ECLI:NL:CRVB:2006:AV1294
Centrale Raad van Beroep
- Hoger beroep
- J. Janssen
- G.J.H. Doornewaard
- J. Brand
- Rechtspraak.nl
Beoordeling van arbeidsongeschiktheid en geschiktheid voor geselecteerde functies in WAO-zaak
In deze zaak gaat het om een hoger beroep van appellant tegen een uitspraak van de rechtbank ’s-Hertogenbosch, waarin de rechtbank het bezwaar van appellant tegen een besluit van het Uitvoeringsinstituut werknemersverzekeringen ongegrond heeft verklaard. Appellant, die sinds 14 november 2000 wegens lage rugklachten niet meer kan werken, stelt dat hij volledig arbeidsongeschikt is en recht heeft op een uitkering van 80-100% op basis van de Wet op de arbeidsongeschiktheidsverzekering (WAO). Hij betwist de geschiktheid van de door gedaagde geselecteerde functies en heeft geen medische informatie overgelegd die zijn stelling ondersteunt.

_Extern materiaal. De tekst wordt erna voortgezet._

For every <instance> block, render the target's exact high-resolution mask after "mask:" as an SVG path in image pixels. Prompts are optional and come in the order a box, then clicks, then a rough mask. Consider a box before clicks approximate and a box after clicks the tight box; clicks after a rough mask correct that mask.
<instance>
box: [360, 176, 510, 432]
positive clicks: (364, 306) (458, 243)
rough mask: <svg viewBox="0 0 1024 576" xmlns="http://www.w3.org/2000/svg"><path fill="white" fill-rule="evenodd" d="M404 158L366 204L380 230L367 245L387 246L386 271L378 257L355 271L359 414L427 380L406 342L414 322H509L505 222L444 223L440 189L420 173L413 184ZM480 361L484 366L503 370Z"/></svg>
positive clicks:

De Centrale Raad van Beroep heeft de zaak behandeld op 2 december 2005, waarbij appellant niet aanwezig was. De Raad heeft vastgesteld dat de berekening van het dagloon niet meer ter discussie staat en dat appellant geen medische gegevens heeft ingediend die twijfels oproepen over het belastbaarheidspatroon. De Raad concludeert dat er geen sprake is van volledige arbeidsongeschiktheid op medische gronden, zoals gedefinieerd in de relevante wetgeving. De Raad onderschrijft het oordeel van de verzekeringsarts dat appellant ten tijde van de beoordeling duurzame benutbare mogelijkheden had voor het verrichten van loonvormende arbeid.
De Raad heeft ook de arbeidskundige beoordeling van de geselecteerde functies bekeken en komt tot de conclusie dat de functies die zijn geselecteerd door de arbeidsdeskundige, zoals brugwachter en monteur transformatoren, passend zijn voor appellant. De Raad bevestigt de uitspraak van de rechtbank en ziet geen aanleiding om de beslissing van het Uitvoeringsinstituut werknemersverzekeringen te herzien. De uitspraak van de rechtbank wordt derhalve bevestigd, en er zijn geen termen aanwezig om een proceskostenvergoeding toe te kennen.